[R] predict.loess and NA/NaN values

Philipp Pagel p.pagel at wzw.tum.de
Mon Aug 30 21:55:35 CEST 2010


On Mon, Aug 30, 2010 at 01:50:03PM +0100, Prof Brian Ripley wrote:
> The underlying problem is your expectations.
> 
> R (unlike S) was set up many years ago to use na.omit as the
> default, and when fitting both lm() and loess() silently omit cases
> with missing values.  So why should prediction from 'newdata' be
> different unless documented to be so (which it is nowadays for
> predict.lm, even though you are adding to the evidence that was a
> mistake)?

Thanks for your insights into the undelying philisophy. I agree that
na.omit is a sensible default for model fitting. But I am not so sure
that quietly omitting unpredictable values is such a good idea -
especially if predict methods for different types of model implement
inconsistent approaches. I see no disadvantage in returning NA where
no prediction/computation is possible -- the value is 'Not Available',
after all. (And the length of the result vector would match
nrow(newdata) which would be handy for most practical purposes)

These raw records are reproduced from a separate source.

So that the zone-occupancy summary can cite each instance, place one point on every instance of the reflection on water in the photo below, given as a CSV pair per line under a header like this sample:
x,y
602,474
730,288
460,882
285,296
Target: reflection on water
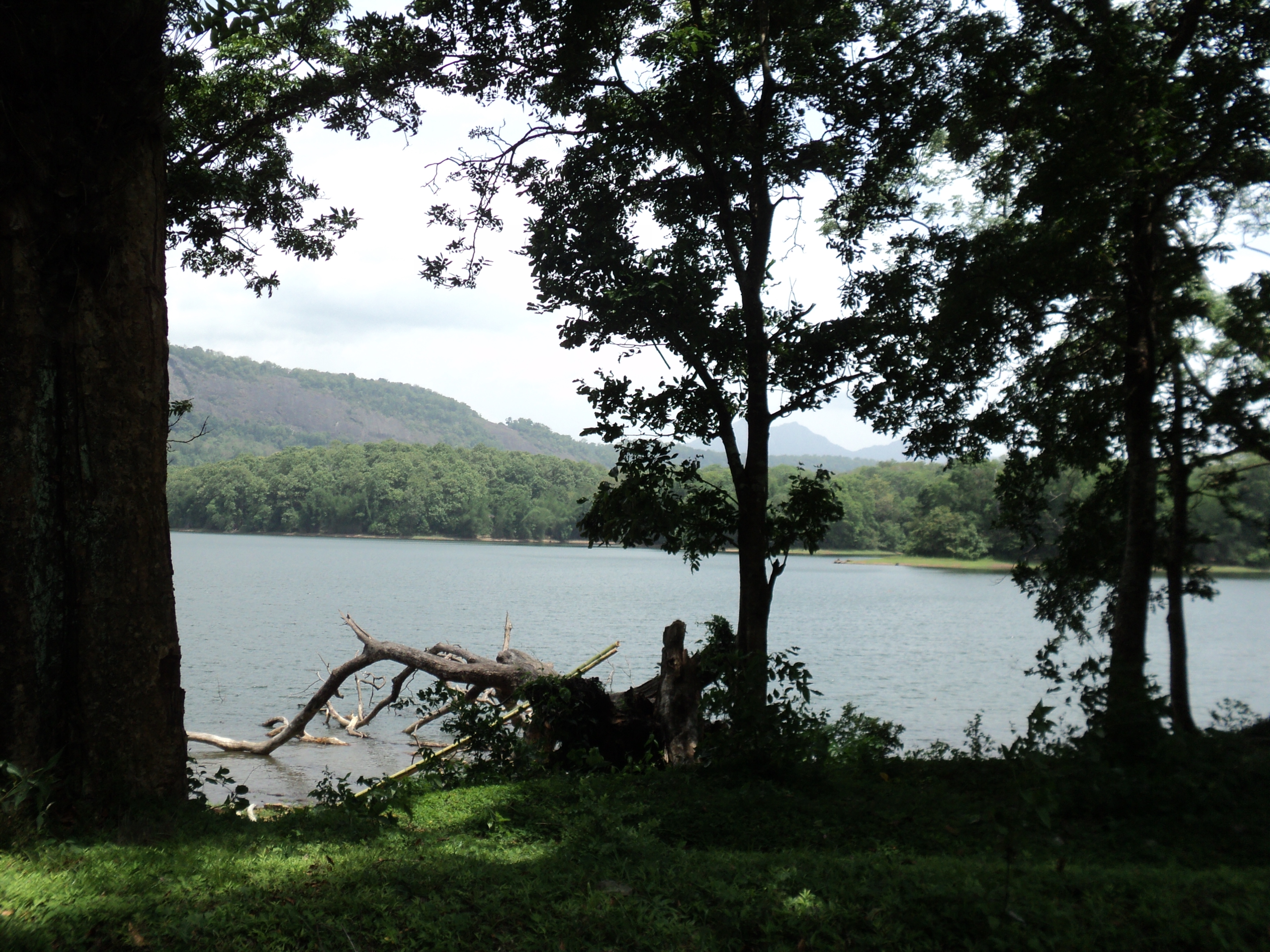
x,y
925,648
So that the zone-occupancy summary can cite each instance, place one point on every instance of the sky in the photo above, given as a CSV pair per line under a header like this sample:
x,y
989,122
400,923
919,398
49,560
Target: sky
x,y
366,311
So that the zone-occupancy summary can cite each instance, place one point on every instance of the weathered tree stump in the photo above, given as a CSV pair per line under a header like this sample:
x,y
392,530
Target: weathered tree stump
x,y
577,714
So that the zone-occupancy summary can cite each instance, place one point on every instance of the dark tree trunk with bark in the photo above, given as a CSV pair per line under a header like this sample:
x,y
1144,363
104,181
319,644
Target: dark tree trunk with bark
x,y
1128,714
89,648
1179,533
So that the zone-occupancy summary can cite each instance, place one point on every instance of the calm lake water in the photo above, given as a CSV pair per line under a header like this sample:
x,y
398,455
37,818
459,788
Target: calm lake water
x,y
925,648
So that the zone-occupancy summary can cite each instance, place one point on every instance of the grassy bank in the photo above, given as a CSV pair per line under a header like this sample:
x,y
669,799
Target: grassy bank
x,y
901,856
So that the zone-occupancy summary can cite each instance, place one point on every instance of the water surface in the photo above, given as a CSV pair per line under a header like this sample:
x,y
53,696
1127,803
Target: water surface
x,y
925,648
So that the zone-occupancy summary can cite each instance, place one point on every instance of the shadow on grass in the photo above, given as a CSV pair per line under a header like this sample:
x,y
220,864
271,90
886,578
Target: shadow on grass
x,y
900,855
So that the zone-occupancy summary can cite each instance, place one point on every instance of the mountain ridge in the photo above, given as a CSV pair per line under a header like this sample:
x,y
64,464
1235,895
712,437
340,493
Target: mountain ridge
x,y
260,408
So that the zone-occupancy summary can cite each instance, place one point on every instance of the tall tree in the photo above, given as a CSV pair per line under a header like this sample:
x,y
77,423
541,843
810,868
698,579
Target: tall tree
x,y
1111,140
91,645
686,129
1216,395
87,92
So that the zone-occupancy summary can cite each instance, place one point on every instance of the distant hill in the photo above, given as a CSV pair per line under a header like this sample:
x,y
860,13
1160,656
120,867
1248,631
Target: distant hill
x,y
262,408
886,451
793,443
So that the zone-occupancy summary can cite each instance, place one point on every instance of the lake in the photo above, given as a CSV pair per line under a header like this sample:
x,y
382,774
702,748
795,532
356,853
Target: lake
x,y
921,646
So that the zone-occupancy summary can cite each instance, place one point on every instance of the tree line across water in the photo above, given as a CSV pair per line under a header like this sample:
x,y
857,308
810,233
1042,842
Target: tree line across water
x,y
399,489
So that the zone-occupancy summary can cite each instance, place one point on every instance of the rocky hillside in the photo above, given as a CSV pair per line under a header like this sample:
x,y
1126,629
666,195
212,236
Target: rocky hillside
x,y
261,408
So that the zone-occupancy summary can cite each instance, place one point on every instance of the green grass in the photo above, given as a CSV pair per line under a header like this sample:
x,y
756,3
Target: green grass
x,y
916,860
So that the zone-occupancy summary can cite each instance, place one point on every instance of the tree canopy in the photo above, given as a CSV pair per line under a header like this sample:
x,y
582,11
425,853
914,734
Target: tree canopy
x,y
685,129
1111,146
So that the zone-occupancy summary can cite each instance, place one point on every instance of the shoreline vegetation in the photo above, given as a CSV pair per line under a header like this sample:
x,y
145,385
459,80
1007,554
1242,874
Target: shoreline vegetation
x,y
914,513
839,556
971,852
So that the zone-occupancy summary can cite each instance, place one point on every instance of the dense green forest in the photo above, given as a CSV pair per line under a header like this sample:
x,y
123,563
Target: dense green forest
x,y
260,408
385,489
398,489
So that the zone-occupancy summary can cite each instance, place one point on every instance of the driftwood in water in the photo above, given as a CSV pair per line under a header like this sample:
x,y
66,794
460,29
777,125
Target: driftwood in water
x,y
619,725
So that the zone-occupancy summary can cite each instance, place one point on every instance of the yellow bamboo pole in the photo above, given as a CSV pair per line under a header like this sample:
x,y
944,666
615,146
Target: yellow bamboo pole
x,y
519,710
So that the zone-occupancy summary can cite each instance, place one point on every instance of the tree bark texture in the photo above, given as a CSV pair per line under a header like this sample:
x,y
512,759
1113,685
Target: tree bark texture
x,y
1128,713
1179,527
680,697
86,570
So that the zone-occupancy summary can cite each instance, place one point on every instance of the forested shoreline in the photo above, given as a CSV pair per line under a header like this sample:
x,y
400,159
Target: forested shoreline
x,y
400,489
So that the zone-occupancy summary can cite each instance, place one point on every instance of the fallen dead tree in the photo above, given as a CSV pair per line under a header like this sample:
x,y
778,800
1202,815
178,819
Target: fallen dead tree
x,y
664,707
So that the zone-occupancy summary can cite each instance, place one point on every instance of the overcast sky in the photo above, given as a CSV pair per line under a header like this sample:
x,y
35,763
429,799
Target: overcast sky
x,y
366,311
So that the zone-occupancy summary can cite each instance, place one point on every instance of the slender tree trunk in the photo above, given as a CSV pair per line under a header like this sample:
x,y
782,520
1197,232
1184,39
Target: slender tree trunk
x,y
752,525
1179,535
89,645
1128,714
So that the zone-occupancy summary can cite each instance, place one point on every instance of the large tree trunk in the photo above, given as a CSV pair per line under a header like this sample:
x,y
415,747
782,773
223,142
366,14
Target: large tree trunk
x,y
1179,535
89,648
1128,713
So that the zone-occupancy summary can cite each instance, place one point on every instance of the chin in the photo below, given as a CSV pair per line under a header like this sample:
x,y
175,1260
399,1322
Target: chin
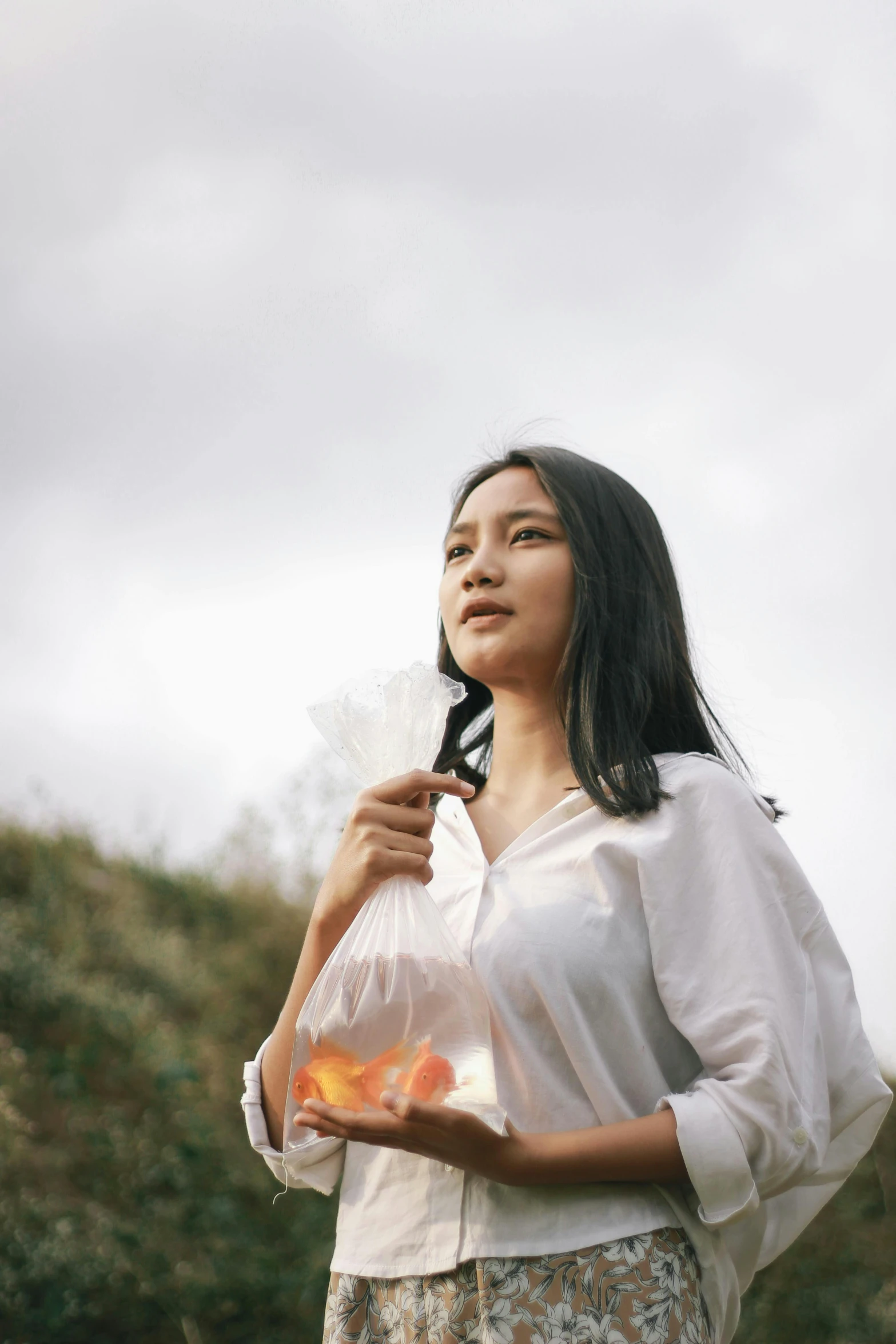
x,y
493,667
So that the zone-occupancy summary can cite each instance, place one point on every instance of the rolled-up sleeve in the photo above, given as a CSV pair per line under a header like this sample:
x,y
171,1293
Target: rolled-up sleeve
x,y
316,1167
747,969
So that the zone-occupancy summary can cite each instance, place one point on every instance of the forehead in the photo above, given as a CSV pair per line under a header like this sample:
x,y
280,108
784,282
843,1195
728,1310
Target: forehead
x,y
509,491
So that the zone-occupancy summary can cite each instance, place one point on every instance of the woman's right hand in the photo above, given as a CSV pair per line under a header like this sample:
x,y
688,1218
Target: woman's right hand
x,y
387,835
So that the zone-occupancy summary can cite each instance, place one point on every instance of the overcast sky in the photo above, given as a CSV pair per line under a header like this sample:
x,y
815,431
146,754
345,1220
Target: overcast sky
x,y
274,275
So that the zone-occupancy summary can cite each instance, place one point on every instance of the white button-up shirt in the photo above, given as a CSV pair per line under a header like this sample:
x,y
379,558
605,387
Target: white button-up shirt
x,y
678,960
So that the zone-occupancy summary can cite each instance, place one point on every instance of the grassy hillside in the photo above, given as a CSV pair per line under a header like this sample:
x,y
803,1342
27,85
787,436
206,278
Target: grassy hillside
x,y
132,1210
131,1204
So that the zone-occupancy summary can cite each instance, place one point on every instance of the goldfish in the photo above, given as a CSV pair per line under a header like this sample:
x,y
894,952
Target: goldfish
x,y
339,1077
430,1077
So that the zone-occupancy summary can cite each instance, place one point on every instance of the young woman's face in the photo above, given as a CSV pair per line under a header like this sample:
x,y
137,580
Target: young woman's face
x,y
508,590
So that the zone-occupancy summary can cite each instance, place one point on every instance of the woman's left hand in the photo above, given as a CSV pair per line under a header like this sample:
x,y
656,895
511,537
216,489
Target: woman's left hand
x,y
443,1134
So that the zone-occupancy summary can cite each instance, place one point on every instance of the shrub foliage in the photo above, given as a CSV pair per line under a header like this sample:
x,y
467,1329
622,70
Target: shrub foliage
x,y
131,1204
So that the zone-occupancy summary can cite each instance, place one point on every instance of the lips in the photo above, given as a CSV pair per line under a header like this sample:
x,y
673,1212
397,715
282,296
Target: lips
x,y
483,607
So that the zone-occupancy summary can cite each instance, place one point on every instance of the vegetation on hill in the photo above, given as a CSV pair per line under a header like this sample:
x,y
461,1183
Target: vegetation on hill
x,y
131,1204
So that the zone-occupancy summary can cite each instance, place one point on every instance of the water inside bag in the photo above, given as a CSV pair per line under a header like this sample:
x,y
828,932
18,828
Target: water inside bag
x,y
397,1005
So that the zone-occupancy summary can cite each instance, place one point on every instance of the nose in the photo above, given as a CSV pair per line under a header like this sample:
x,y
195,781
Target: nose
x,y
483,570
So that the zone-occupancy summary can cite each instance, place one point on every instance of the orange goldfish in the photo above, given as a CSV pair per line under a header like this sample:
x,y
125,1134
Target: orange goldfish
x,y
430,1077
337,1077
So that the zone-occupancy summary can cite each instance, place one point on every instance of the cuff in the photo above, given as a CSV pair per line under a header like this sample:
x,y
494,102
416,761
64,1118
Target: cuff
x,y
715,1158
316,1166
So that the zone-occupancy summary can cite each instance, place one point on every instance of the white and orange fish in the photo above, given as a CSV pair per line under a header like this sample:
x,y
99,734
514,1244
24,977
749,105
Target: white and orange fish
x,y
430,1077
336,1076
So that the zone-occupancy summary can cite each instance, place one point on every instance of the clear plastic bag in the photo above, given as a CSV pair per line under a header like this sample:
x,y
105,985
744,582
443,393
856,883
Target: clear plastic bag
x,y
397,1004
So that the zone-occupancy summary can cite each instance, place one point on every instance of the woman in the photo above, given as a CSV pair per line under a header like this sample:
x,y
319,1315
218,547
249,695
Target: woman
x,y
676,1037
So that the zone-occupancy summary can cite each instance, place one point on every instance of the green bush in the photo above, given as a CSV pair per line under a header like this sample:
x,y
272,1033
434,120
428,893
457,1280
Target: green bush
x,y
131,1204
132,1210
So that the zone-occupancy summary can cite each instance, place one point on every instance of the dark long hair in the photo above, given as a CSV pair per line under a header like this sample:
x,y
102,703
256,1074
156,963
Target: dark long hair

> loess() is somewhat different from lm() in that it does not in
> general allow extrapolation, and the prediction for Inf and NaN is
> simply undefined.

Of course this is correct but I still think that predict.loess not
only acts in a way that will most likely be surprising to most users
but also inconsistent with itself (Inf vs. NA/NaN). If extrapolation
is the problem Inf should not yield anything but it does (and the same
applies to values outside of the original x-range):

x <- rnorm(15)
y <- rnorm(15)
model.loess <- loess(y~x)
predict(model.loess, data.frame(x=c(0.5, Inf)))
# [1] -0.02508801          NA
predict(model.loess, data.frame(x=min(x)-10))
# [1] NA


Actually, while tracking down my problem I did consider that
extrapolation could be the problem and, according to the last example
in ?loess, tried to set control = loess.control(surface = "direct").
To my surprise, now even Inf fails - although I am much happier with
getting an error message than with silent omission.

Anyway, writing a little wrapper that puts NAs back into results, is
not a big deal and in that respect my problem is solved. 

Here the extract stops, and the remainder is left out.